Blog em homenagem à novela de Walther Negrão, exibida entre 1996/1997, às 18h, pela TV Globo

Ela leva sua fé para "Anjo de mim"


Adepta do espiritismo, a atriz diz que a novela das seis, que estreia amanhã tendo a regressão a outras vidas como tema, veio no momento certo para ajudá-la a entender a morte da filha de dois anos.

Depois de dois anos afastada das novelas, Tássia Camargo está de volta em Anjo de Mim, que estreia amanhã, no horário das seis, na Globo.

Na história de Walther Negrão, ela é a marchand Antônia, namorada do escultor Floriano (Tony Ramos), o herói da trama, que fará uma regressão para descobrir por que não está conseguindo mais trabalhar.

Kardecista, como o autor da novela e a sua personagem, Tássia acredita em vidas passadas e se prepara para fazer um retorno a outras vidas. "Gostaria de entender o porquê das coisas serem como são", diz.

Aos 35 anos, a atriz que se destacou em papéis sensuais mantém o ar de menina sapeca, apesar das tristezas que tem vivido. A maior delas, em consequência da morte da filha Maria Júlia, de dois anos, em janeiro.

Mãe de Pedro e Diego, de 12 e 9 anos, ela conta que só sobreviveu graças à religião. Depois de perder Maria Júlia, também se separou do marido, o músico Mário Boffa, com quem esteve casada por 11 anos. Mudou-se e, para a casa nova, não levou nada do que tinha dentro da antiga - de móveis a talheres e brinquedos, doou tudo para um orfanato.

Agora, além da religião, busca na terapia, que faz junto com os filhos, o caminho para o equilíbrio.

Estado - Como é sua personagem Antônia?

Tássia Camargo - É uma marchand que tem uma relação antiga com o escultor Floriano (Tony Ramos), apesar de não morarem juntos. Ela ama Floriano, mas tudo entre eles começa a mudar quando ele passa a ter sonhos repetidos e dificuldades para esculpir. Antônia e Mestre Quirino (Milton Gonçalves) são espiritualistas. Sugerem, então, que Floriano faça uma regressão. O que ela não espera é que nessa regressão ele encontre outra mulher, com quem marcou encontro no passado. Floriano passa a procurar a mulher em quem aquela do passado reencarnou. E ela pode ter reencarnado até em um homem, ou na própria Antônia.

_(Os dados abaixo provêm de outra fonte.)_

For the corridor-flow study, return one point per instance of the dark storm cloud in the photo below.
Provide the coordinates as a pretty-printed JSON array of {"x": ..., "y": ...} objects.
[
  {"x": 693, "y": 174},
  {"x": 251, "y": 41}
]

Estado - Enquanto Floriano fica nessa busca, o que acontece com Antônia?

Tássia - Ela vende a galeria em Embu, em São Paulo, para ir atrás de Floriano em Petrópolis, no Rio, no capítulo 17, eu me afasto por 20 capítulos. Quando volto, Floriano já está envolvido com várias mulheres e não sei o que acontecerá com eles.

Estado - Para embarcar nessa história, é preciso acreditar em reencarnação?

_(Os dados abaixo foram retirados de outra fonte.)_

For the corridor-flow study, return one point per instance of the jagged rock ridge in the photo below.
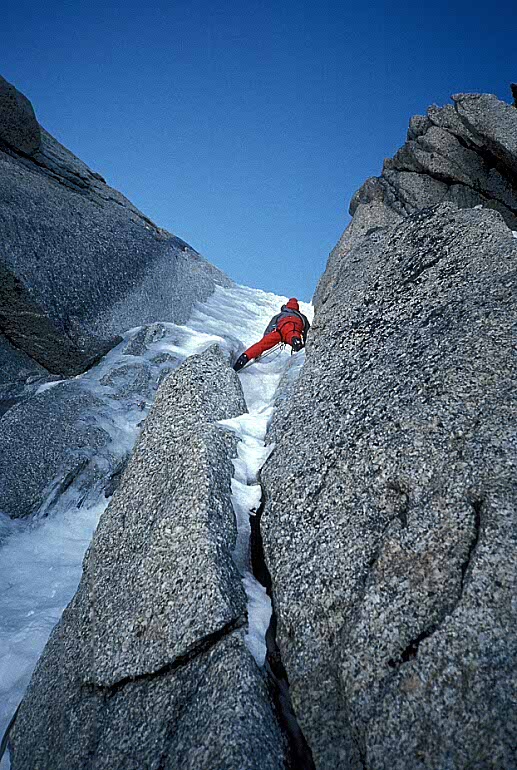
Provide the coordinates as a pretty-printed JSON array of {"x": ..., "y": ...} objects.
[
  {"x": 79, "y": 263},
  {"x": 148, "y": 666},
  {"x": 390, "y": 516}
]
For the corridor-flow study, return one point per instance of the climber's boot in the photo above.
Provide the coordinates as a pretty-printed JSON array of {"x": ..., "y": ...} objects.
[{"x": 241, "y": 361}]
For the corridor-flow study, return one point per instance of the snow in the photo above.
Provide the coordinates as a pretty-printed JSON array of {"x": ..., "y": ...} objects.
[{"x": 41, "y": 558}]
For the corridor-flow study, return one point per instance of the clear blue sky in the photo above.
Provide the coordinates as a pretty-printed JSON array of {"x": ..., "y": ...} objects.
[{"x": 245, "y": 127}]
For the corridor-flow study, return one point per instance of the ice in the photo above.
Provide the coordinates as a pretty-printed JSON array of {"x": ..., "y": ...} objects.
[{"x": 41, "y": 558}]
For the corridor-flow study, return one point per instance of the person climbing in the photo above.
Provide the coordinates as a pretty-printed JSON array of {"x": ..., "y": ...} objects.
[{"x": 289, "y": 326}]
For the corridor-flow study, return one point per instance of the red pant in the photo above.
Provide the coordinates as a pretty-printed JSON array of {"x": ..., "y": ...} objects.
[{"x": 289, "y": 329}]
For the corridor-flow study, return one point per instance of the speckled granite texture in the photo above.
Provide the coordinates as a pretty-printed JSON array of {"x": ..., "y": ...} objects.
[
  {"x": 390, "y": 524},
  {"x": 148, "y": 668},
  {"x": 79, "y": 263}
]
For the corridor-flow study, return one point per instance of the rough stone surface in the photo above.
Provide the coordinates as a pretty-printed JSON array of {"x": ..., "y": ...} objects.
[
  {"x": 466, "y": 154},
  {"x": 17, "y": 372},
  {"x": 390, "y": 523},
  {"x": 43, "y": 439},
  {"x": 80, "y": 264},
  {"x": 148, "y": 667},
  {"x": 18, "y": 125}
]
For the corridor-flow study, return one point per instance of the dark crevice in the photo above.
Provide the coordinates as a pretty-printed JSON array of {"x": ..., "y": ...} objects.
[
  {"x": 5, "y": 738},
  {"x": 411, "y": 650},
  {"x": 198, "y": 648},
  {"x": 299, "y": 755}
]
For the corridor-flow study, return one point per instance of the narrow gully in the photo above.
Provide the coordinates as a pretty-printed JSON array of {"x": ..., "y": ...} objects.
[{"x": 299, "y": 755}]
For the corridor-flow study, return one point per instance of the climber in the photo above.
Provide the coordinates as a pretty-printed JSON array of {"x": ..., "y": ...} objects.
[{"x": 289, "y": 326}]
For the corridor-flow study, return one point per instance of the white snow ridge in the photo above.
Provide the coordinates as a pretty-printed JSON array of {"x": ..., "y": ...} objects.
[{"x": 41, "y": 558}]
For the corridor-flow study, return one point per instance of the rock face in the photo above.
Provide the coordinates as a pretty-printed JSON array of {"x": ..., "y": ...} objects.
[
  {"x": 389, "y": 527},
  {"x": 465, "y": 154},
  {"x": 148, "y": 667},
  {"x": 79, "y": 263},
  {"x": 18, "y": 125}
]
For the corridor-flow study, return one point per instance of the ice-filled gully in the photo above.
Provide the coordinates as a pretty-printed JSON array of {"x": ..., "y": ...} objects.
[{"x": 41, "y": 558}]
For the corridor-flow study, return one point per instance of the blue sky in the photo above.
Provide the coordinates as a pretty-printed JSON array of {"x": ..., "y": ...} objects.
[{"x": 245, "y": 128}]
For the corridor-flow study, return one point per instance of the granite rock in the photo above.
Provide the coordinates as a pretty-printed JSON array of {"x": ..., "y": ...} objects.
[
  {"x": 18, "y": 125},
  {"x": 148, "y": 667},
  {"x": 389, "y": 527},
  {"x": 466, "y": 154}
]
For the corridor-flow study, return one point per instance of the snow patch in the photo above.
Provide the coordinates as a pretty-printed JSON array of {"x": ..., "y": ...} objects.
[{"x": 41, "y": 558}]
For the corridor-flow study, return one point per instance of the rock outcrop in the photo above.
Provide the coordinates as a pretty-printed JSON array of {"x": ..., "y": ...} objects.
[
  {"x": 79, "y": 263},
  {"x": 389, "y": 526},
  {"x": 148, "y": 667}
]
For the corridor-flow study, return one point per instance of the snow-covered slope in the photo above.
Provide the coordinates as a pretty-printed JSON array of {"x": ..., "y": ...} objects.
[{"x": 40, "y": 559}]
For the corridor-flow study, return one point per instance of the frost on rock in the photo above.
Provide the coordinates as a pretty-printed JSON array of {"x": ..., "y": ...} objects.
[{"x": 41, "y": 555}]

Tássia - Bem, estou embarcando porque sou Rosa Cruz há 11 anos - que não é religião, mas uma filosofia de vida - sou kardecista também e frequento o centro Irmão Samaritano, no Rio. Não acredito em coincidências. Essa novela veio no momento certo porque perdi minha filha em janeiro. Maria Júlia faleceu com dois anos. Tudo o que eu precisava era de um trabalho que estivesse encaixado com o que acredito. A novela tem outros atores espiritualistas, como Milton Gonçalves, Gracindo Jr. e acho que Tony Ramos.

Estado - Vocês conversaram sobre essa coincidência antes do início das gravações?

Tássia - Conversamos na primeira reunião, mas escuto mais do que falo. É um assunto delicado. Quem não acredita acha que você está louca e quem acredita conversa sobre isso horas.

Estado - Já fez ou tem vontade de fazer regressão?

Tássia - Estou procurando uma pessoa que faça para mim. Aconteceram tantas coisas na minha vida de dois anos para cá que eu gostaria de entender. Foi por acreditar em reencarnação que consegui segurar a onda da morte da minha filha.

Estado -Você pode contar o que aconteceu?

Tássia - Posso. Maria Júlia nasceu normal, mas tinha baixa resistência imunológica. Então adoecia com facilidade, mas era linda. Pela autópsia, descobrimos que ela pegou um vírus, um caso raro. Se não morresse aos dois anos, morreria aos 12.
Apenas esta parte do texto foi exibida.